He took out a match. It felt dry, and the box was quite warm, but when he gave the match one rub on the sand-faced end, he obtained nothing but a faint line of light. He tried again and again, but in vain; and hesitated about testing another match till some hours had passed.
He could not resist the temptation, and taking another of the frail waxen tapers, he struck it sharply, and to his great delight it emitted a sharp, crackling sound.

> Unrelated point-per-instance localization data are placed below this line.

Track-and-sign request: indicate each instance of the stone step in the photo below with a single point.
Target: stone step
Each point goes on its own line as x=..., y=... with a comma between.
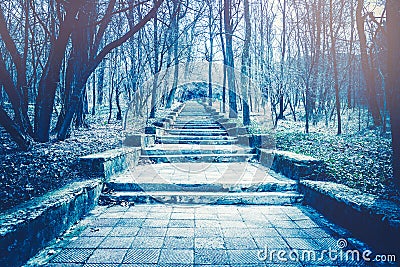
x=211, y=158
x=188, y=149
x=183, y=138
x=196, y=141
x=132, y=186
x=194, y=126
x=195, y=122
x=197, y=132
x=248, y=198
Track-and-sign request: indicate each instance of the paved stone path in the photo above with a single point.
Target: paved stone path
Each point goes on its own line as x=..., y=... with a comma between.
x=190, y=170
x=178, y=235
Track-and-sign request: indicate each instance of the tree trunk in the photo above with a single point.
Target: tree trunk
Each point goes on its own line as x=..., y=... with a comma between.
x=229, y=59
x=175, y=38
x=368, y=74
x=393, y=81
x=154, y=90
x=50, y=77
x=335, y=70
x=246, y=65
x=22, y=140
x=100, y=83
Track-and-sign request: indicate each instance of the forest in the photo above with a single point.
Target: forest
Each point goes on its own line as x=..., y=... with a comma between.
x=315, y=62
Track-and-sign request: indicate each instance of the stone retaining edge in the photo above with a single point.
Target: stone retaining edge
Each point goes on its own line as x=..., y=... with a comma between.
x=28, y=228
x=291, y=165
x=368, y=217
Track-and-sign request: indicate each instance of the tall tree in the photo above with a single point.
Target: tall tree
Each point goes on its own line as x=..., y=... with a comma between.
x=367, y=71
x=393, y=80
x=246, y=64
x=333, y=35
x=229, y=58
x=93, y=57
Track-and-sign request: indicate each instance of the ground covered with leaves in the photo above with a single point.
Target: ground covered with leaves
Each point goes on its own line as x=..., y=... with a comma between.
x=50, y=166
x=359, y=160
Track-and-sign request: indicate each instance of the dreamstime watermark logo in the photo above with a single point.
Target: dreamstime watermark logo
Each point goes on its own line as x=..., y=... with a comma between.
x=337, y=254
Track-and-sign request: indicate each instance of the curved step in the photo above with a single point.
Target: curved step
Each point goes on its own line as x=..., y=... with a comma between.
x=252, y=198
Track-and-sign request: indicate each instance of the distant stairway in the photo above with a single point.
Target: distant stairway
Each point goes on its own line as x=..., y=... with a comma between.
x=197, y=162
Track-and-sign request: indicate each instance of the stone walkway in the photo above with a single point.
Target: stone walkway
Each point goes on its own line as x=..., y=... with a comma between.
x=177, y=235
x=186, y=230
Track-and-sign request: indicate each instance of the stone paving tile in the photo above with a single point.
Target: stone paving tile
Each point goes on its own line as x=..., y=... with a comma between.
x=72, y=256
x=107, y=256
x=148, y=242
x=271, y=242
x=85, y=242
x=152, y=231
x=177, y=242
x=176, y=256
x=139, y=256
x=101, y=265
x=243, y=257
x=181, y=223
x=63, y=265
x=195, y=236
x=182, y=232
x=96, y=231
x=117, y=242
x=155, y=223
x=263, y=232
x=209, y=243
x=130, y=222
x=124, y=231
x=240, y=243
x=210, y=257
x=208, y=232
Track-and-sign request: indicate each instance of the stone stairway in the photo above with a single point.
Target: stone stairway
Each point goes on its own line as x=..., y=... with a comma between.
x=196, y=136
x=197, y=162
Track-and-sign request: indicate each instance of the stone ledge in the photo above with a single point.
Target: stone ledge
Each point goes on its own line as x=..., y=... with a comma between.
x=109, y=163
x=292, y=165
x=139, y=140
x=375, y=220
x=28, y=228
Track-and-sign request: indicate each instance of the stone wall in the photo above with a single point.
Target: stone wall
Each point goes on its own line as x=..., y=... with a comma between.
x=292, y=165
x=370, y=218
x=28, y=228
x=109, y=163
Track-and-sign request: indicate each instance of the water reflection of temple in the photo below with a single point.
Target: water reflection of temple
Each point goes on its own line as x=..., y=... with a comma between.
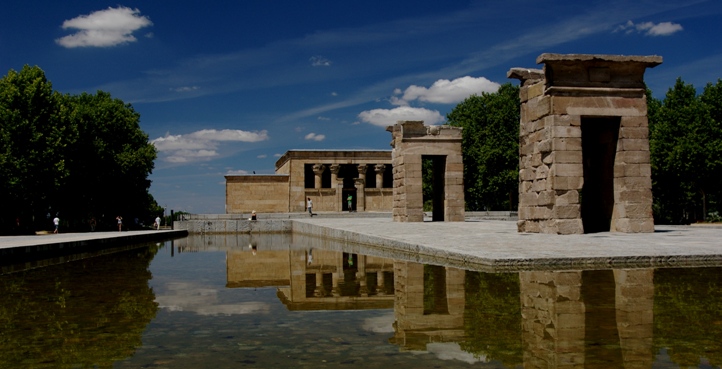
x=315, y=279
x=429, y=305
x=541, y=319
x=534, y=319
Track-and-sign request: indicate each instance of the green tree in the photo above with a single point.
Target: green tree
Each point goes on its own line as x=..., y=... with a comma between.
x=33, y=141
x=490, y=146
x=686, y=153
x=74, y=156
x=111, y=161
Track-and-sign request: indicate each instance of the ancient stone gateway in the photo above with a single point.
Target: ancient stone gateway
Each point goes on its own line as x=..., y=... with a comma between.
x=412, y=143
x=584, y=161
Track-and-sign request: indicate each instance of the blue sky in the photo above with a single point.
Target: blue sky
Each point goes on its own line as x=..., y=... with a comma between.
x=226, y=89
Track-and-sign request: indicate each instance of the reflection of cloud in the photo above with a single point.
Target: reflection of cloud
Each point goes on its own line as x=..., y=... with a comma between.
x=198, y=299
x=104, y=28
x=452, y=351
x=380, y=324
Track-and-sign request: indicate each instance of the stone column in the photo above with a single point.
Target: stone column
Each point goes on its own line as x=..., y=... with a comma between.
x=380, y=283
x=319, y=291
x=318, y=171
x=380, y=169
x=335, y=168
x=360, y=196
x=362, y=171
x=334, y=173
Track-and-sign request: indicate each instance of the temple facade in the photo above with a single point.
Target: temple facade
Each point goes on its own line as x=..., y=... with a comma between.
x=328, y=177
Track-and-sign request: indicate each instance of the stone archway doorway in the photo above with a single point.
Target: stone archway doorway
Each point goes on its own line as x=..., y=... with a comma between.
x=599, y=148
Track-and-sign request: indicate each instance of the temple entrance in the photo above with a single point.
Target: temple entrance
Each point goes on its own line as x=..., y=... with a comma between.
x=349, y=173
x=344, y=199
x=434, y=167
x=599, y=148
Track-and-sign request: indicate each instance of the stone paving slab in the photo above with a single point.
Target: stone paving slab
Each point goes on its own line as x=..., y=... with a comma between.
x=497, y=245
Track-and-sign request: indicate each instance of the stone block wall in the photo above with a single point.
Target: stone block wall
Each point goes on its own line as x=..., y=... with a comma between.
x=571, y=92
x=379, y=199
x=412, y=140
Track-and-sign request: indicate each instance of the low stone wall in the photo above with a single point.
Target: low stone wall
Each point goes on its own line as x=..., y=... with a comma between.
x=281, y=222
x=220, y=225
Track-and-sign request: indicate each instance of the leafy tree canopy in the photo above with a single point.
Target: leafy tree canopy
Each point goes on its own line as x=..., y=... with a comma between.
x=686, y=152
x=75, y=157
x=490, y=146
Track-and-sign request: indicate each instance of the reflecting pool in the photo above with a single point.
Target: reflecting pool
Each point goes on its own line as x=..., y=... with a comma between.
x=283, y=301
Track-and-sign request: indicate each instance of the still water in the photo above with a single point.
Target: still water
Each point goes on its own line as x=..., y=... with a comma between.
x=282, y=301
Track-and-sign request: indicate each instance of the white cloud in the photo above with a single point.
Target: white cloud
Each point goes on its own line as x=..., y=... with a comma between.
x=444, y=91
x=389, y=117
x=650, y=29
x=202, y=145
x=319, y=61
x=314, y=137
x=185, y=89
x=104, y=28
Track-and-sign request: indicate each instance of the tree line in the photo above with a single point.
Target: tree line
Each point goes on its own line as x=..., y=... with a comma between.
x=82, y=158
x=685, y=138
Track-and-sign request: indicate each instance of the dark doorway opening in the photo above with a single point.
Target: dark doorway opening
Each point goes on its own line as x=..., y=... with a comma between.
x=599, y=148
x=349, y=173
x=434, y=170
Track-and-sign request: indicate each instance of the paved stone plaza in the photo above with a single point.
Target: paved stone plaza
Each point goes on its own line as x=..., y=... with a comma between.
x=496, y=245
x=482, y=245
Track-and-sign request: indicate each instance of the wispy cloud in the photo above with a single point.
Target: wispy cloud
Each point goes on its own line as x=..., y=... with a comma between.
x=319, y=61
x=388, y=117
x=444, y=91
x=104, y=28
x=650, y=28
x=201, y=145
x=315, y=137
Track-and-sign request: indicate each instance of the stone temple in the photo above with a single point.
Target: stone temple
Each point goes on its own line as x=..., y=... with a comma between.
x=584, y=163
x=328, y=177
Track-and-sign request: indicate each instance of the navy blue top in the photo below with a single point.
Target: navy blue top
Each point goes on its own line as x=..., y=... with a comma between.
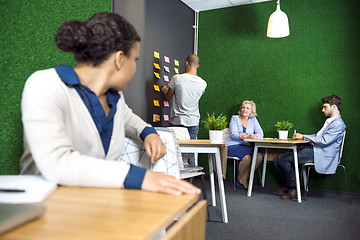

Another stroke and it flashed out, and there beamed steadily a tiny clear flame which lit up the place, revealing that it was just such a zorn as his touch and imagination had painted, while the water was about a couple of feet below where he knelt on the sand, and—
The young man uttered a wild cry of horror, the nearly extinct match fell from his fingers, and burned out sputtering on the wet sands at his feet.
His first effort was to crawl right away as high up as possible, and there, shuddering and confused, he sat, or, rather, crouched, gazing down beyond where the match had fallen.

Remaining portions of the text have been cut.